As has been discussed earlier international retailing is more than just replicating the retail store in other markets. Retail internationalization has been defined as the management of retail operations and markets which are different from each other in their regulation, economic development, special conditions, cultural environment and retail structures.
Typically retail formats have evolved in response to social and economic developments in the economy. Typically, retailers start as local or regional players. As they expand in size, they develop operational efficiencies. Many retailers then expand to a national presence. The growth in size also gives them financial resources. In most cases, international expansion happens when the retailers have reached a level of dominance in the domestic market. Saturation of the domestic market may also be reason for the retailer to look at international expansion.
When taking a decision to enter a new market, a retailer needs a sharp focus on that market. He needs to understand the culture and the buying habits of the local population. He should also be able to use technology and the systems and processes that he has developed in the domestic market. The population levels, the expected growth rates, density of the population and the income levels are important factors to be taken into consideration.
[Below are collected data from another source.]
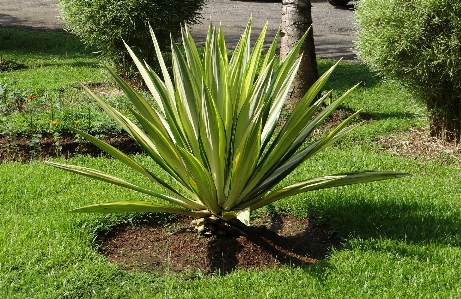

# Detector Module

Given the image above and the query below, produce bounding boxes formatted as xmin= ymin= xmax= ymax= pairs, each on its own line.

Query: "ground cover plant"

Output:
xmin=1 ymin=26 xmax=461 ymax=298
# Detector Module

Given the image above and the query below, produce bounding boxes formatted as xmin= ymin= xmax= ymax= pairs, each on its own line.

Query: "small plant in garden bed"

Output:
xmin=0 ymin=78 xmax=134 ymax=158
xmin=0 ymin=81 xmax=33 ymax=115
xmin=45 ymin=19 xmax=407 ymax=235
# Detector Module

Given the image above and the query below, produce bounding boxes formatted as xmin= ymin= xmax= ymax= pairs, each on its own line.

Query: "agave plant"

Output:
xmin=45 ymin=20 xmax=407 ymax=234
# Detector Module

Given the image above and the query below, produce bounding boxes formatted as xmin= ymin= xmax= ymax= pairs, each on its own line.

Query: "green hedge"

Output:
xmin=59 ymin=0 xmax=205 ymax=73
xmin=355 ymin=0 xmax=461 ymax=96
xmin=355 ymin=0 xmax=461 ymax=142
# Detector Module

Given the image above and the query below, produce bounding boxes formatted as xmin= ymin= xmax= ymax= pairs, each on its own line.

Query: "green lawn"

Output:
xmin=1 ymin=28 xmax=460 ymax=298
Export is the selling of domestically manufactured products in a different country. A retailer who has a distinct product, such as an on brand which may be attractive to customers in other markets, may look at exports as an option. Marks and Spencer did this successfully with its St Michael’s band, as did The Body Shop. If the response to the exported product is good in the market, it is a good indication that retail stores for that brand could also do well in that particular country.
Franchising / Licensing:
This arrangement permits a company in the target country to use the property of the licensor. Such property usually is intangible, such as trademarks patents and production techniques. The licensee pays a fee in exchange for the rights to use the intangible property and possibly for technical assistance.
This strategy of market development has been the rapid expansion of many chains across the globe. McDonald’s owes a great deal of its success in the international and national markets due to successful franchising. The strategy enables a retailer to build a strong identity in the market. For franchising to be successful, it is necessary that the partnerships be with people who share the organization’s vision and understand the market equally well. Systems and procedures also need to be in place with the parent company, so they can be successfully duplicated.
Acquisitions and Mergers:
Acquisitions as the word suggests implies one organization acquiring another organization. A good example of a retail acquisition is that of Asda by Wal-Mart. In the UK, Wal-Mart operates under the name of Asda. Close home example would be that of Shopper’s stop acquiring the bookstore chain Crossword. While acquisitions are an easy way of entering a new non-domestic market, it is not without its complications. Various aspects like the management structure new operating culture and the financial burdens of the company need to be taken into consideration.
Mergers on the other hand, imply two organizations coming together to form a combined entity. The merger of retail giant Carefour and Promodes in Europe is an example of the same.
A joint venture is a strategic partnership between a local retailer and an international /foreign player. This arrangement allows the international retailer to learn from the expertise of the domestic partner, while the domestic retailer can learn from the international practices of the partner.
The key issues to consider in a joint venture are ownership, control length of agreement pricing technology transfer local firm capabilities and resources, and government regulations.
Most joint ventures involve one local partner and one foreign partner. However, retailers may also form a company to enter into a new market. The expansion of US toy retailer Toy’s R Us to the Japanese market is an example of the same. For entering the Japanese market, Toys R Us teamed up with McDonald’s which already existed in Japan.
Organic growth is replicating the retail format in the non domestic market, within the regulatory framework of the new market. While on one hand, it gives the retailer the kind of control required is also a great deal of investment.